Sunday, March 12, 2023

Sunday Long Read: On Like Pong

Our Sunday Long Read this week comes from Charles Russo at SFGATE as he covers the oral history of the first mass market video game ever made: the ubiquitous Pong, the creation of video game company Atari as it celebrates its 50th anniversary, and the world that changed as a result.
 
Nolan Bushnell had a glimpse of the future on his hands.

So in a savvy marketing maneuver, he decided to package it in a 6-foot-tall shell of amorphous yellow fiberglass. It smelled of noxious chemicals but exuded science fiction. He called it Computer Space.

Bushnell and his business partner Ted Dabney had created the world's first coin-operated video game as a side hustle while working in Silicon Valley for electronics heavyweight Ampex. They completed a prototype in the spring of 1971, a decade before arcade classics like Donkey Kong, Frogger and Ms. Pac-Man would fully capture America’s imagination (and quarters). In fact, at the time that Bushnell and Dabney wheeled a working version of Computer Space into Stanford University hangout the Dutch Goose, very few Americans had ever seen a video game before.

"We just had one little rocket ship on the screen, but it was impressive," Bushnell told SFGATE. "I thought we had a huge win on our hands."

Computer Space never quite took off into the stratosphere, but the two aspiring entrepreneurs knew they were on to something. They had formed a futuristic-sounding startup named Syzygy and departed Ampex in pursuit of an industry that did not yet exist. Informed that a candle-making company on a hippie commune in Mendocino was already operating under the name Syzygy, Bushnell rebranded with a Japanese term akin to the phrase "check" in chess.

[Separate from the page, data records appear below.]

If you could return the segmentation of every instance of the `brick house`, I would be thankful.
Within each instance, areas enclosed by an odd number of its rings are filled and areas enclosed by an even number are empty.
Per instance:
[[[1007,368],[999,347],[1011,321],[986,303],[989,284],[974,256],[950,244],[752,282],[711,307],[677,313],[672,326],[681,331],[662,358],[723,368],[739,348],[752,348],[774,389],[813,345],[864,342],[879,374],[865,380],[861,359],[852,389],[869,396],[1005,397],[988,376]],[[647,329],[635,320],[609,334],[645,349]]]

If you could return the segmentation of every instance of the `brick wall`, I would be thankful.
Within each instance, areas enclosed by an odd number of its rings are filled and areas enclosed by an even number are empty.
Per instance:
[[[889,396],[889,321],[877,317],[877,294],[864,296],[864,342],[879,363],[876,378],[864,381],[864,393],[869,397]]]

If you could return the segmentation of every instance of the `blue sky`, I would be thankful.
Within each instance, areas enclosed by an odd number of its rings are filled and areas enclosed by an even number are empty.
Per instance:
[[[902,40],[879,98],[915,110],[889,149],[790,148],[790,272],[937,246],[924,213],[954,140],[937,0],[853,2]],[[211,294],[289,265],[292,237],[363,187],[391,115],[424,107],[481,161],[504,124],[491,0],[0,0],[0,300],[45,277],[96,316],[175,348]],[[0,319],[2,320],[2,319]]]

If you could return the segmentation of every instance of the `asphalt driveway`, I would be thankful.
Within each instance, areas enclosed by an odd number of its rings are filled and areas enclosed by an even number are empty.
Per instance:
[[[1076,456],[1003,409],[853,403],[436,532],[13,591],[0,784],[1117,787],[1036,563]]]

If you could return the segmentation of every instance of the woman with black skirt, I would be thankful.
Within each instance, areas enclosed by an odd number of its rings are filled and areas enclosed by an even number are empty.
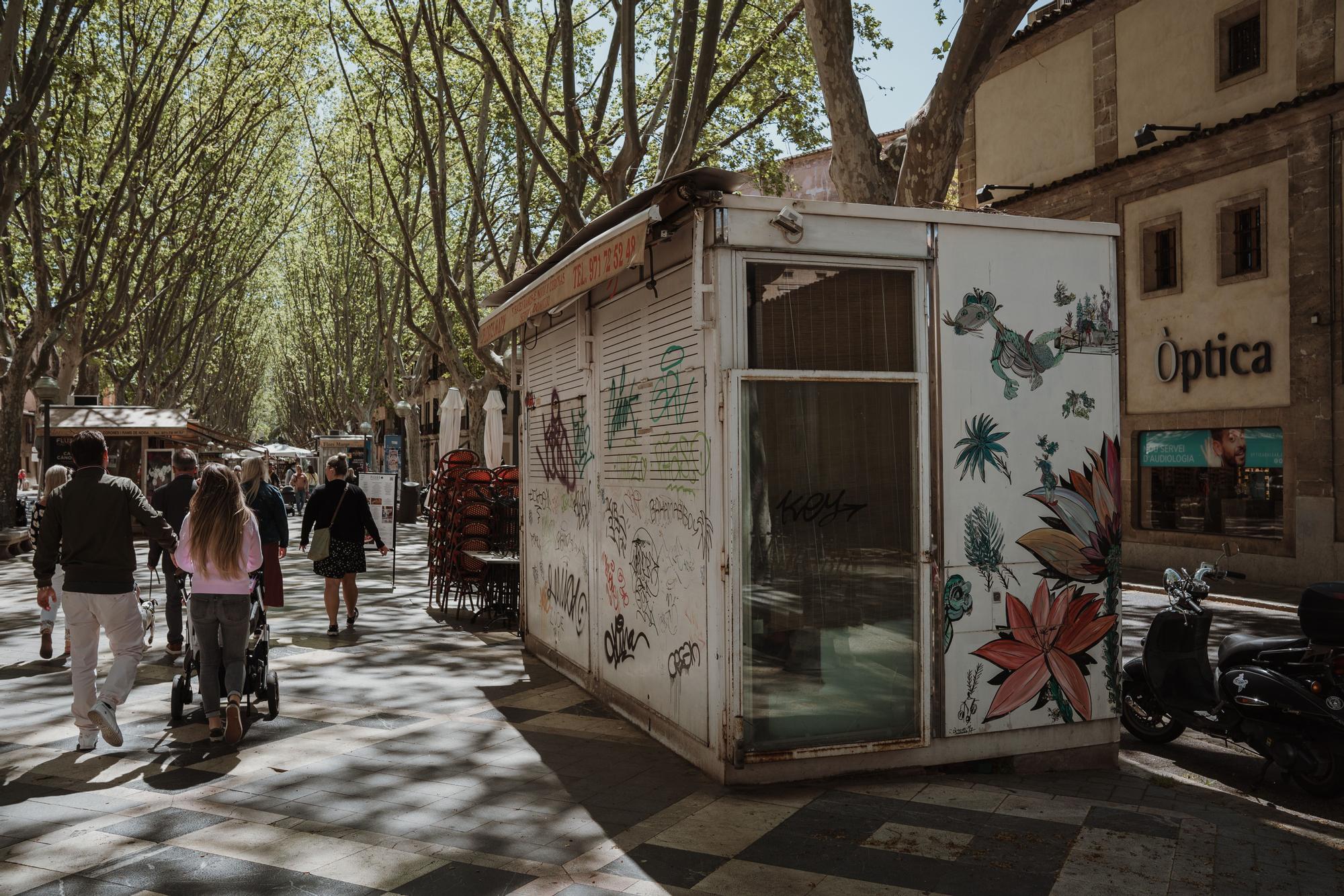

Their scrappy Silicon Valley startup was now known as Atari.


After soon setting up shop in a small facility in an industrial section of Santa Clara, Atari created a new game that was as captivating as it was simple — and that would effectively launch the modern video game industry to the world.

Aiming for a name that was catchy and succinct, the innovators at Atari simply called it Pong.

It’s easy to underestimate just how massively lucrative the video game industry is today. A recent New York Times report stated that it was worth “nearly $200 billion in 2021 — more than music, U.S. book publishing and North American sports combined.” If that seems hard to fathom, consider that Microsoft is right now trying to acquire A-list video game company Activision for the colossal sum of $69 billion. The sheer size of the proposed purchase price is staggering, going well beyond — for comparison's sake — what Elon Musk spent to purchase Twitter ($44 billion) or what Disney paid to acquire the Star Wars and Marvel franchises ($4 billion each).

This month marks 50 years since Atari released Pong as an arcade game nationally to the American public. It was created and first released months earlier here in the Bay Area, before quickly having a much wider cultural and economic impact.

“Pong proved that there could be a market for a video game industry,” author and pop culture historian Tim Lapetino told SFGATE. “It demonstrated that there could be companies and whole ecosystems based around video games.”

In many ways, Pong was the big-bang moment that occurred after early gameplay pixels had begun to form together for years prior. A key pioneering moment in that regard occurred at the Massachusetts Institute of Technology in 1961, shortly after Digital Equipment Corporation gifted the school its latest state-of-the-art computer, the Programmable Data Processor-1. Weighing over 1,500 pounds and taking up the space of a small automobile, the PDP-1 boasted a whopping 9 kilobytes of memory. Yet its most notable characteristic was that it operated through a monitor, a new and innovative feature that made for a uniquely user-friendly interface.

A few of the bookish (read as: nerdy) members of MIT's Tech Model Railroad Club immediately began experimenting with the PDP-1. Underclassman Steve Russell, an avid science fiction reader, suggested that they design a game that could play out on the monitor. By January 1962, Russell had finished his prototype of Spacewar, a two-player game in which a pair of rocket ships battled in a cosmic landscape. His classmates improved upon the gameplay with their own design upgrades, and before long, Spacewar was so popular that the faculty had to limit the hours that students were allowed to play it.

“Spacewar was just one of those things that captured the imagination of what could be,” says Lapetino. “It caused a shift in the understanding of what computers can do.”

More than just creating one of the very first video games, Russell and his classmates had developed a template for video game systems. Beyond the game itself, they had designed an external handheld control pad so they no longer had to bang endlessly on a keyboard. Better yet, they realized that the code for Spacewar could be copied and played on other computers, so it soon spread to other elite computer science programs around the country.

"If you were going to play Spacewar in the '60s," Bushnell explains, "there were four places in the world you could do it: MIT, Champaign-Urbana, Stanford and the University of Utah."
 
Having grown up on the venerable Atari 2600 as a kid in the early 80's, I was there when Atari became a home console behemoth, and then burned itself out, leaving the market open for a new path as Apple and Commodore joined the fray, and then Nintendo and Sega years later. I've always been a gamer, and none of it would have started without Bushnell and Pong.